The following notes were developed specifically for use on RHEL7 servers with HP/LSI MegaRAID controllers. However, most of this should easily translate to other Linux distributions and other RAID controllers.


Determining RAID Chunk Size / Stripe Width / Initial Alignment Offset (HP/LSI MegaRAID)

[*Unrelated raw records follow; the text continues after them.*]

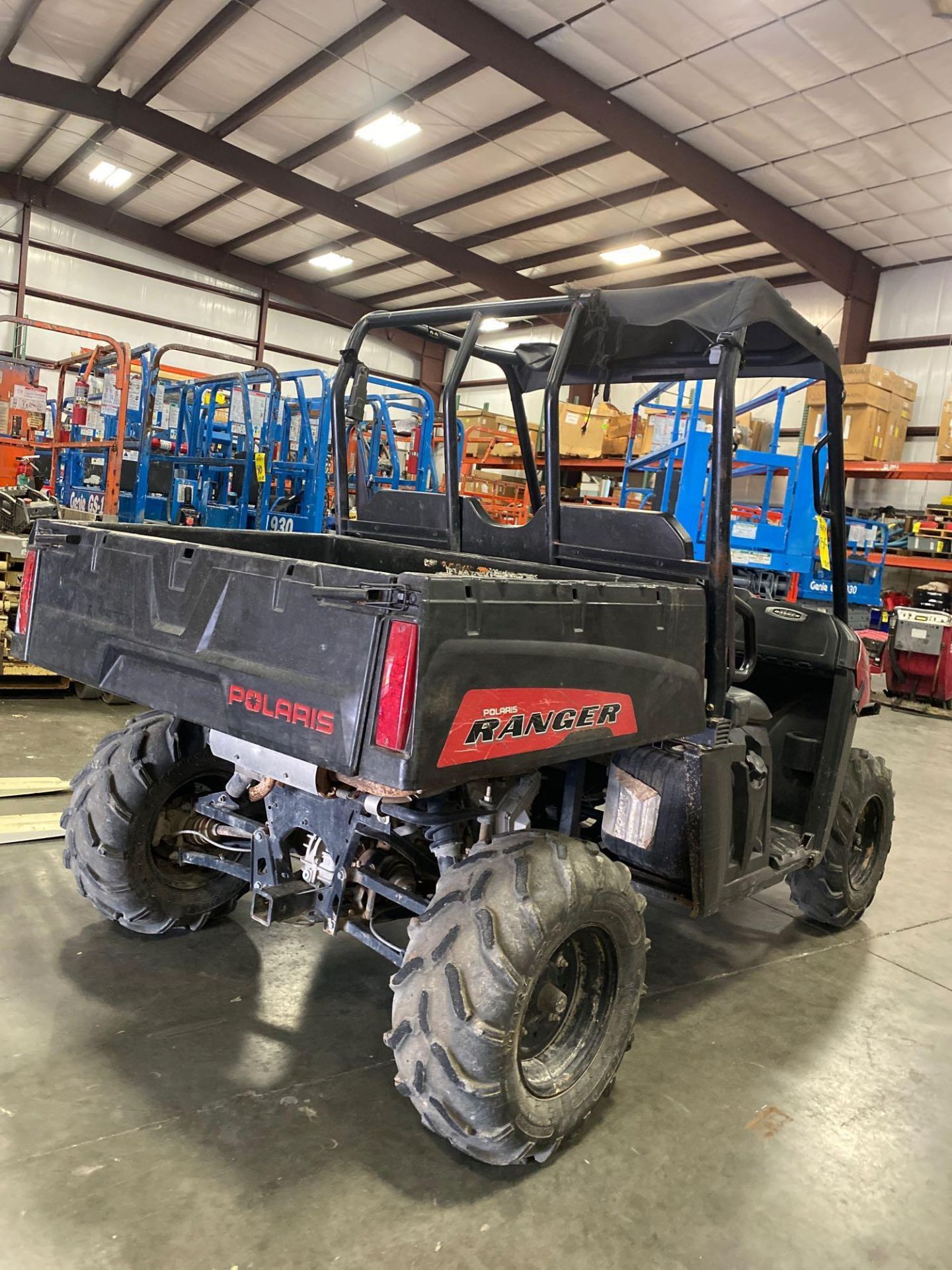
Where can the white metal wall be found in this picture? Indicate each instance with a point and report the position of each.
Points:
(223, 319)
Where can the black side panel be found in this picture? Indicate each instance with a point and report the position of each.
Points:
(496, 652)
(231, 640)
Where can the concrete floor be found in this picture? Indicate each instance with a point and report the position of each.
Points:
(225, 1100)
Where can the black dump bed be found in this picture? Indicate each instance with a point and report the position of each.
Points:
(280, 639)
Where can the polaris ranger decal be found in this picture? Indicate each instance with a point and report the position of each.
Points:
(280, 708)
(494, 723)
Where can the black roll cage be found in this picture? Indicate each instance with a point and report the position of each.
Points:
(727, 352)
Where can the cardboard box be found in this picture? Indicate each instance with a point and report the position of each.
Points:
(754, 433)
(899, 418)
(880, 376)
(584, 431)
(865, 429)
(857, 394)
(483, 425)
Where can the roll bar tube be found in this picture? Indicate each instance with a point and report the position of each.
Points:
(837, 476)
(451, 439)
(720, 582)
(554, 505)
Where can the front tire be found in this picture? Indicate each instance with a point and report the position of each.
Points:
(518, 994)
(113, 840)
(841, 888)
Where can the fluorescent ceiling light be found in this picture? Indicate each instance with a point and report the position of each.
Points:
(108, 175)
(636, 254)
(332, 262)
(387, 131)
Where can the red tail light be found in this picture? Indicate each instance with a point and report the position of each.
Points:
(397, 686)
(23, 609)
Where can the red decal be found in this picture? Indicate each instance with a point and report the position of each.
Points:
(291, 712)
(324, 723)
(863, 679)
(494, 723)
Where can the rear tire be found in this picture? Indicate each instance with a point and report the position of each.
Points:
(111, 829)
(841, 888)
(518, 994)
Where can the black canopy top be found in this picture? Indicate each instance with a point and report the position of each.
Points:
(666, 333)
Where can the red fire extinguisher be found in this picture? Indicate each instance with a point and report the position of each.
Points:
(80, 399)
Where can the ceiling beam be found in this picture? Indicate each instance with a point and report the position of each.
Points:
(160, 79)
(374, 26)
(430, 159)
(323, 304)
(52, 91)
(437, 83)
(582, 275)
(480, 34)
(495, 190)
(564, 253)
(656, 280)
(99, 73)
(641, 234)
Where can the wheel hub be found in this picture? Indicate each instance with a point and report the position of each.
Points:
(568, 1013)
(865, 847)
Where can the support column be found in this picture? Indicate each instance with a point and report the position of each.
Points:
(19, 333)
(855, 331)
(433, 368)
(260, 334)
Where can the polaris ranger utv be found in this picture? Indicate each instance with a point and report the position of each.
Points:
(509, 734)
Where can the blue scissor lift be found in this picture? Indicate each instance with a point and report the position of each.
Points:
(211, 452)
(775, 549)
(298, 448)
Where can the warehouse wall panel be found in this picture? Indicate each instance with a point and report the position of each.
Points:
(309, 334)
(84, 280)
(50, 229)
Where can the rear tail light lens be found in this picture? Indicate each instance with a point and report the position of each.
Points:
(397, 686)
(23, 609)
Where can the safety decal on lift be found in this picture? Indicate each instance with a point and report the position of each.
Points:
(494, 723)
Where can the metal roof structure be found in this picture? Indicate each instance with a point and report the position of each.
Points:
(786, 139)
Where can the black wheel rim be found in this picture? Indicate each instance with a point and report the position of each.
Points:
(568, 1013)
(865, 849)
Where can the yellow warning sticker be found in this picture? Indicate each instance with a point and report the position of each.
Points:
(823, 534)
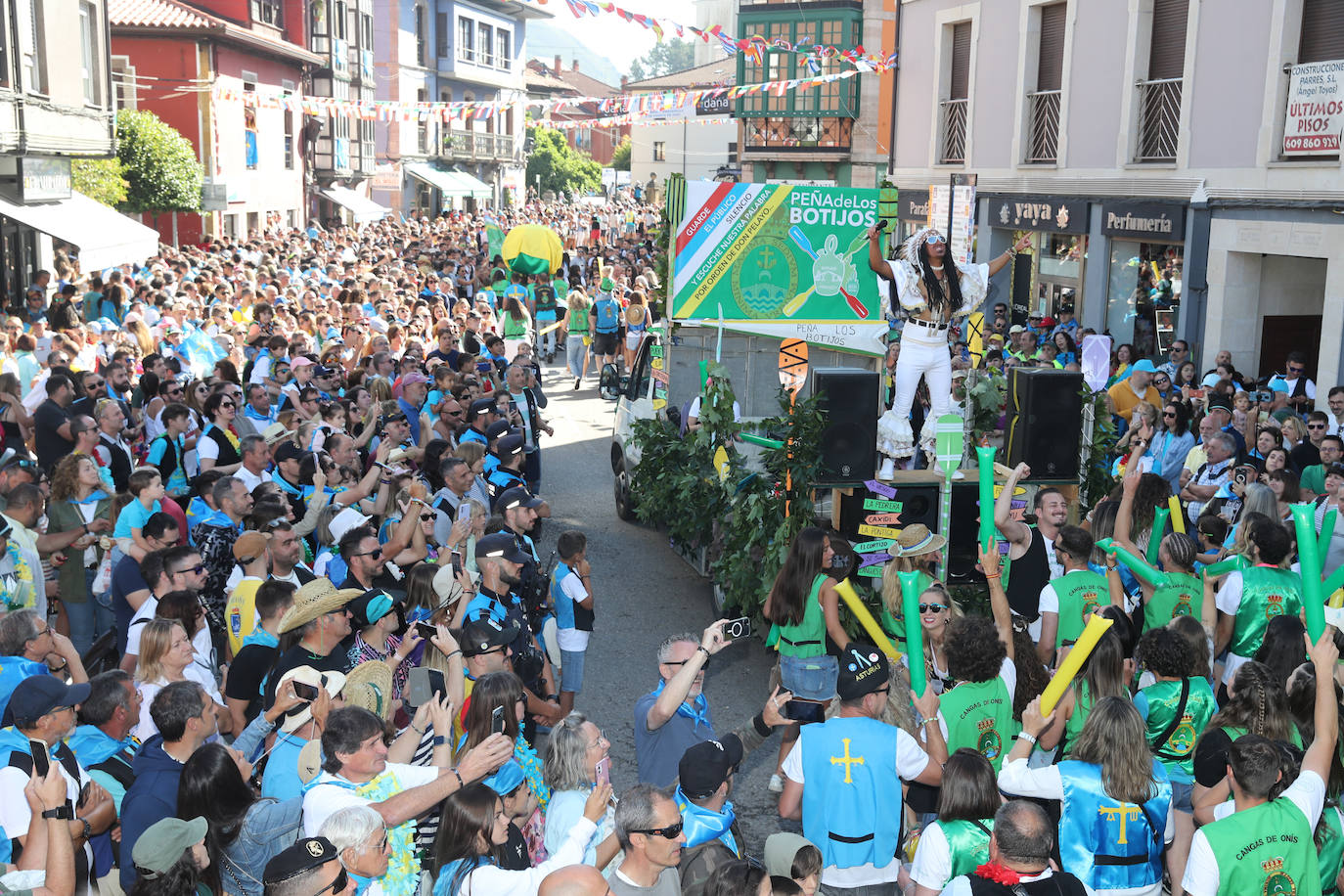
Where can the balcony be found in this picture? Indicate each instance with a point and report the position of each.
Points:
(1159, 119)
(468, 146)
(953, 151)
(1043, 111)
(797, 135)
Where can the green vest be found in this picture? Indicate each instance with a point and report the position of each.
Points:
(1265, 849)
(1330, 855)
(1163, 701)
(807, 639)
(1182, 596)
(1266, 593)
(978, 716)
(1081, 593)
(967, 844)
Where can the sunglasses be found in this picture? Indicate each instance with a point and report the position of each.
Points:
(671, 831)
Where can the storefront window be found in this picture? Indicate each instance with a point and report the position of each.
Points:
(1143, 294)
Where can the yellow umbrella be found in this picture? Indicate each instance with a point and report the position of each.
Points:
(532, 248)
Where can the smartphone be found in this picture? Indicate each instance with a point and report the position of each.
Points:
(305, 692)
(805, 711)
(736, 629)
(40, 762)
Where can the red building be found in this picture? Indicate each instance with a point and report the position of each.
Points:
(194, 65)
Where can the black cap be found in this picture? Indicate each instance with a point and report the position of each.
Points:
(707, 765)
(863, 669)
(484, 634)
(509, 446)
(515, 497)
(306, 855)
(35, 696)
(500, 546)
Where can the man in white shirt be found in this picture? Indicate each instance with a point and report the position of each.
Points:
(1266, 845)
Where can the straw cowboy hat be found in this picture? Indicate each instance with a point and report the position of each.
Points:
(313, 600)
(370, 686)
(916, 540)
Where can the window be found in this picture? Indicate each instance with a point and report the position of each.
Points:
(290, 140)
(1322, 31)
(124, 82)
(467, 40)
(421, 36)
(487, 43)
(35, 50)
(90, 72)
(268, 13)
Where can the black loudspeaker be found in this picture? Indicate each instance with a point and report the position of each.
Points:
(850, 439)
(1045, 421)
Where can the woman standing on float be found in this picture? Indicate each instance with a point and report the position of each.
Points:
(930, 301)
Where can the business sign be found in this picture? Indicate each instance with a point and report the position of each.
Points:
(776, 252)
(43, 180)
(714, 107)
(1050, 214)
(1315, 113)
(1157, 222)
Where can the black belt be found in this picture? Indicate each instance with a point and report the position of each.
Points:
(1120, 860)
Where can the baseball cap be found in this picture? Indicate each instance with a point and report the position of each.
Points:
(484, 634)
(500, 546)
(308, 853)
(35, 696)
(707, 765)
(863, 669)
(515, 497)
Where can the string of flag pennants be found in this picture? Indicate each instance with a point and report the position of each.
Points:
(753, 46)
(611, 111)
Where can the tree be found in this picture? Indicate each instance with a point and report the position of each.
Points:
(621, 155)
(160, 164)
(664, 58)
(560, 165)
(100, 179)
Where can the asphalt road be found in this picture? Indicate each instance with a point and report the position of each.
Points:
(644, 593)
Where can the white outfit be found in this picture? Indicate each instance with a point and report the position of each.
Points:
(923, 352)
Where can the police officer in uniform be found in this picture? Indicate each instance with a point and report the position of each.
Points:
(843, 777)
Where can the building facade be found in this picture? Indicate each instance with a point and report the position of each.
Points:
(250, 147)
(452, 51)
(57, 105)
(1178, 166)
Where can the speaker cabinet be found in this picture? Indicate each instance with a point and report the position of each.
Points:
(850, 439)
(1045, 421)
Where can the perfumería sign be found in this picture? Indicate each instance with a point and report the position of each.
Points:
(1163, 222)
(1050, 214)
(43, 179)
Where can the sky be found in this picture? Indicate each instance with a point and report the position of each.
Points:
(605, 36)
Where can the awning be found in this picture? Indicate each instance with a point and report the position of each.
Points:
(104, 237)
(358, 204)
(450, 183)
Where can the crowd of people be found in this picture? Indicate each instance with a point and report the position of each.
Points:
(277, 621)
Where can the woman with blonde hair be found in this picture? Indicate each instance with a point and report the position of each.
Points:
(1109, 774)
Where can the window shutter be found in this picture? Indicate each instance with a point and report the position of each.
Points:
(960, 61)
(1050, 67)
(1322, 31)
(1167, 49)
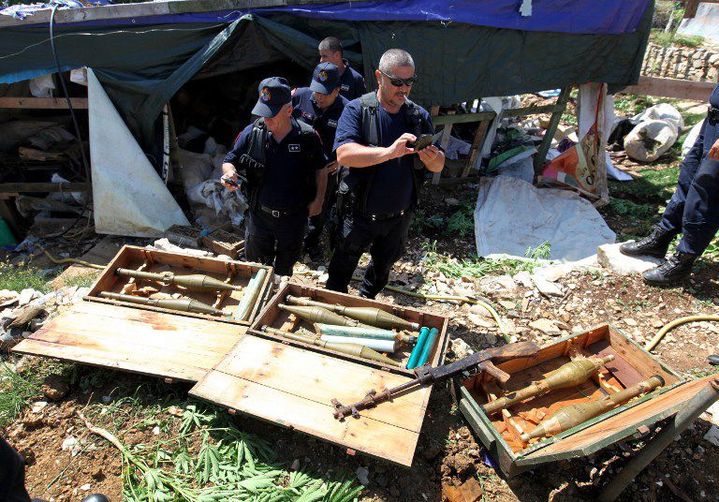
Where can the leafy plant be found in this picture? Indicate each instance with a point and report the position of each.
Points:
(15, 392)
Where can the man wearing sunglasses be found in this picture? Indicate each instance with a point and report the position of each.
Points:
(382, 174)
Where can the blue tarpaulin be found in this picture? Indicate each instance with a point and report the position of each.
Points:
(592, 17)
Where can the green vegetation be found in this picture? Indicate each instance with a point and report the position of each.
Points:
(15, 393)
(667, 38)
(82, 280)
(201, 456)
(19, 278)
(479, 267)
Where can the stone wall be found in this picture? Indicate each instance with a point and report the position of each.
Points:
(685, 63)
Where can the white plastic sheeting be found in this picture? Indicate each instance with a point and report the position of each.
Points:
(512, 215)
(129, 197)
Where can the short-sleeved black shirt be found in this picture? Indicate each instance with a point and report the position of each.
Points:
(289, 165)
(392, 187)
(323, 121)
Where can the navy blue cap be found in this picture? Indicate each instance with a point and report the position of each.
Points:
(325, 79)
(274, 93)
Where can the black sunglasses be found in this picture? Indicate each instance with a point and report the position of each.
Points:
(399, 82)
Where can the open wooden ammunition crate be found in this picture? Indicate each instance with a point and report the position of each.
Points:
(147, 339)
(147, 260)
(275, 317)
(500, 432)
(292, 383)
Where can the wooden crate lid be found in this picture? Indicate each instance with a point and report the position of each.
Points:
(135, 340)
(293, 387)
(618, 426)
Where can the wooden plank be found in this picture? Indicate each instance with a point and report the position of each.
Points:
(561, 104)
(43, 187)
(134, 340)
(476, 147)
(31, 103)
(321, 378)
(443, 142)
(671, 88)
(463, 118)
(366, 435)
(620, 425)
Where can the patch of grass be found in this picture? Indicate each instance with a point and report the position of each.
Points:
(15, 392)
(480, 267)
(82, 281)
(206, 458)
(624, 207)
(666, 39)
(19, 278)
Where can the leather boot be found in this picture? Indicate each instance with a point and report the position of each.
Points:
(677, 267)
(655, 244)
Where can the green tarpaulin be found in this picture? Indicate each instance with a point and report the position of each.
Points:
(142, 67)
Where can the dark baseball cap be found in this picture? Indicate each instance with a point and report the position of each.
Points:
(274, 93)
(325, 79)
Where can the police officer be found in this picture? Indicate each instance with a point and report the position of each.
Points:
(693, 210)
(320, 105)
(352, 84)
(283, 163)
(380, 191)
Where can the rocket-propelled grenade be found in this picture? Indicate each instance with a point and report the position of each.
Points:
(575, 414)
(367, 315)
(320, 315)
(352, 349)
(194, 282)
(182, 304)
(571, 374)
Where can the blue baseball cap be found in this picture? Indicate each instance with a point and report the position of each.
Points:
(274, 93)
(325, 79)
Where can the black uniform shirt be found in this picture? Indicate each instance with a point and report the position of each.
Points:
(323, 121)
(352, 83)
(392, 186)
(289, 165)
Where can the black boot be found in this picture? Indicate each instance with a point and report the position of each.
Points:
(655, 244)
(677, 267)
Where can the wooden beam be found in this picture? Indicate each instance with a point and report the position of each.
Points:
(541, 155)
(42, 103)
(43, 187)
(477, 144)
(671, 88)
(462, 118)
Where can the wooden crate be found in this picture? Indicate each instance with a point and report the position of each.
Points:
(500, 433)
(275, 317)
(143, 339)
(292, 384)
(148, 260)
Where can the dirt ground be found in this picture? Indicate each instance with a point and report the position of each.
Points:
(67, 462)
(447, 453)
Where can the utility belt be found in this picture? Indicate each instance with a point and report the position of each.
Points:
(713, 114)
(384, 216)
(276, 213)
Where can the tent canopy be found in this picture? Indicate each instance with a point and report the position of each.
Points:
(462, 49)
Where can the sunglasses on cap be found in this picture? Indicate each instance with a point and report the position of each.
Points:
(399, 82)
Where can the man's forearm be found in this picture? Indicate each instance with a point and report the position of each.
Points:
(436, 164)
(356, 155)
(228, 168)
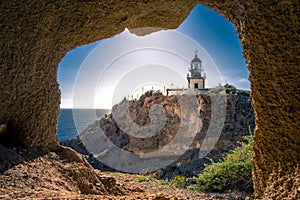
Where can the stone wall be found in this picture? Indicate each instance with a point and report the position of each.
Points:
(35, 35)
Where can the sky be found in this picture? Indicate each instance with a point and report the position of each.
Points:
(101, 74)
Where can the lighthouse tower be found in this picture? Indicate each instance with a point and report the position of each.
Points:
(196, 76)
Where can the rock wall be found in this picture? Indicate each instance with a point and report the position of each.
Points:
(239, 116)
(37, 34)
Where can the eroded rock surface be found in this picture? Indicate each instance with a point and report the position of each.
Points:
(37, 34)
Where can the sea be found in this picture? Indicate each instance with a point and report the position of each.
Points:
(72, 122)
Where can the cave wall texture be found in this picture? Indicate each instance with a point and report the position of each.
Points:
(35, 36)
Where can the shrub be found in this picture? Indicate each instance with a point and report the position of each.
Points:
(179, 181)
(144, 177)
(234, 173)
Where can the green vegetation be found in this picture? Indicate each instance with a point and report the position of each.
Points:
(144, 176)
(231, 174)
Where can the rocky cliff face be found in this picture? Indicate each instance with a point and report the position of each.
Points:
(37, 34)
(239, 117)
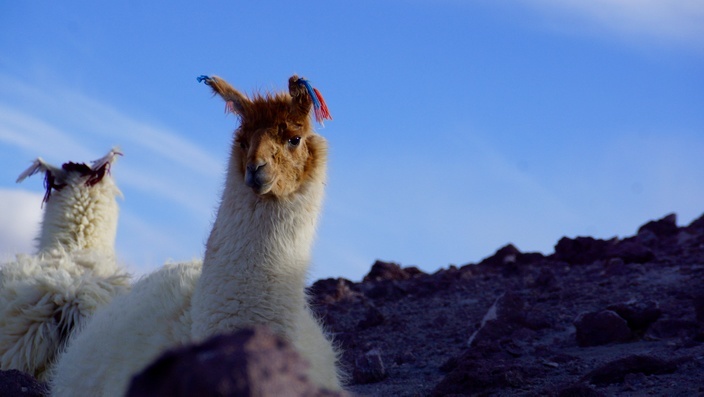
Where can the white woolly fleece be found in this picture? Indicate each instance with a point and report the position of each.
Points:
(43, 299)
(79, 217)
(253, 272)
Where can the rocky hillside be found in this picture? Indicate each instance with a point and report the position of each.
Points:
(595, 318)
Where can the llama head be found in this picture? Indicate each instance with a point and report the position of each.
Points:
(80, 208)
(275, 151)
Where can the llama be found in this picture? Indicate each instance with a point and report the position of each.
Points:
(255, 262)
(47, 296)
(83, 211)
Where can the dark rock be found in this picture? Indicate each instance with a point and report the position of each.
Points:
(505, 255)
(638, 315)
(369, 368)
(413, 271)
(14, 383)
(475, 373)
(582, 250)
(331, 290)
(386, 271)
(616, 267)
(697, 225)
(699, 307)
(546, 280)
(673, 328)
(615, 371)
(664, 227)
(578, 391)
(631, 252)
(385, 290)
(601, 328)
(372, 318)
(249, 362)
(504, 317)
(510, 256)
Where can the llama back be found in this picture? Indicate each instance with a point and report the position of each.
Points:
(130, 333)
(44, 299)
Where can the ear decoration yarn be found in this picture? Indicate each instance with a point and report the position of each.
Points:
(229, 105)
(320, 108)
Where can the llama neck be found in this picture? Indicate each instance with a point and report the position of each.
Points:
(79, 217)
(256, 259)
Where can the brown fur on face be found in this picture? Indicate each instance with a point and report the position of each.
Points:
(275, 149)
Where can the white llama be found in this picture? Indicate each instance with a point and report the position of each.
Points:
(255, 262)
(47, 296)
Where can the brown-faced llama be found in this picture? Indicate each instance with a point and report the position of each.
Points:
(255, 264)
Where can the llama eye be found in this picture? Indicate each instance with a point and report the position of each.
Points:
(294, 141)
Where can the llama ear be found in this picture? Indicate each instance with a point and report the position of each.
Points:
(236, 101)
(304, 96)
(39, 165)
(302, 102)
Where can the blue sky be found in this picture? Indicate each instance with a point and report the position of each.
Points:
(459, 126)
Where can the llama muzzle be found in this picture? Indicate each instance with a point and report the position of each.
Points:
(257, 178)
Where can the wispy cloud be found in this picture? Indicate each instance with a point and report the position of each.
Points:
(20, 218)
(162, 154)
(169, 182)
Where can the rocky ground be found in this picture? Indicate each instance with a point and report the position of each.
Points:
(595, 318)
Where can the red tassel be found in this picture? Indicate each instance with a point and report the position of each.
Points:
(322, 112)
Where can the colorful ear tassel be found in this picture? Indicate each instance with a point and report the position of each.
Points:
(320, 108)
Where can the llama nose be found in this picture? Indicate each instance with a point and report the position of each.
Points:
(254, 167)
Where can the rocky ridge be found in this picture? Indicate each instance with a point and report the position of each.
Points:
(594, 318)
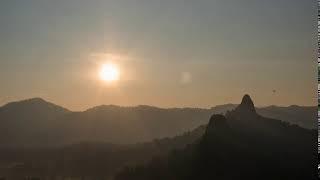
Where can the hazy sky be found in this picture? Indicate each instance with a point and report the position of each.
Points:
(196, 53)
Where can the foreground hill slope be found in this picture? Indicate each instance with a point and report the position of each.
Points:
(37, 123)
(240, 145)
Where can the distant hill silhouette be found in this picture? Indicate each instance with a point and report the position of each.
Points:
(240, 145)
(37, 123)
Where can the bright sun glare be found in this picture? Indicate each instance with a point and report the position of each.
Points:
(109, 72)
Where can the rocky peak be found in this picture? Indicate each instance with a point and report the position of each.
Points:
(246, 105)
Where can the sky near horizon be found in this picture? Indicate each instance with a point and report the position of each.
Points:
(170, 53)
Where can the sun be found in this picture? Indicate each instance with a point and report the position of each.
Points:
(109, 72)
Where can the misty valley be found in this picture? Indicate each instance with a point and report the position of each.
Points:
(40, 140)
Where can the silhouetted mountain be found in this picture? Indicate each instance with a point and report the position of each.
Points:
(29, 122)
(92, 159)
(36, 122)
(240, 145)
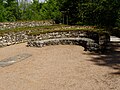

First, determine which RAID tool is installed and run either:
alias hpcli=hpacucli
or:
alias hpcli=hpssacli

To print the current Chunk Size ("Strip Size") and Stripe Width ("Full Stripe Size"):
hpcli ctrl slot=X logicaldrive 1 show

The Stripe Width can also be determined using:
cat /sys/block/sdX/queue/optimal_io_size

To determine the required initial alignment offset:
cat /sys/block/sdX/alignment_offset

It is possible to change the Chunk Size when creating the array, but this has a number of implications, so it is probably best to use the default in most cases.

Example:
$ which hpacucli
/usr/bin/which: no hpacucli in (/usr/local/sbin:/usr/local/bin:/usr/sbin:/usr/bin:/sbin:/bin)
$ which hpssacli
/usr/sbin/hpssacli
$ alias hpcli=hpssacli
$ hpcli ctrl all show
Smart Array P440ar in Slot 0 (Embedded) (sn: XXXXXXXXXXXXXX)
Smart Array P840 in Slot 3 (sn: XXXXXXXXXXXXXX)
$ hpcli ctrl slot=3 logicaldrive 1 delete forced
$ hpcli ctrl slot=3 create type=ld drives=all raid=6
$ hpcli ctrl slot=3 logicaldrive 1 show
Strip Size: 256 KB
Full Stripe Size: 1536 KB
$ cat /sys/block/sdb/queue/optimal_io_size
1572864
$ cat /sys/block/sdb/alignment_offset
0


Other RAID parameters that affect performance

These parameters are not directly related to alignment, but should also be adjusted when setting up the system.

Elevator Sort

The "Elevator Sort" feature on HP/LSI RAID controllers will re-order I/O requests to eliminate seeks when sequential operations are interspersed with non-sequential operations. This effectively prioritizes sequential operations over non-sequential operations, which may be a good or bad thing depending on the workload.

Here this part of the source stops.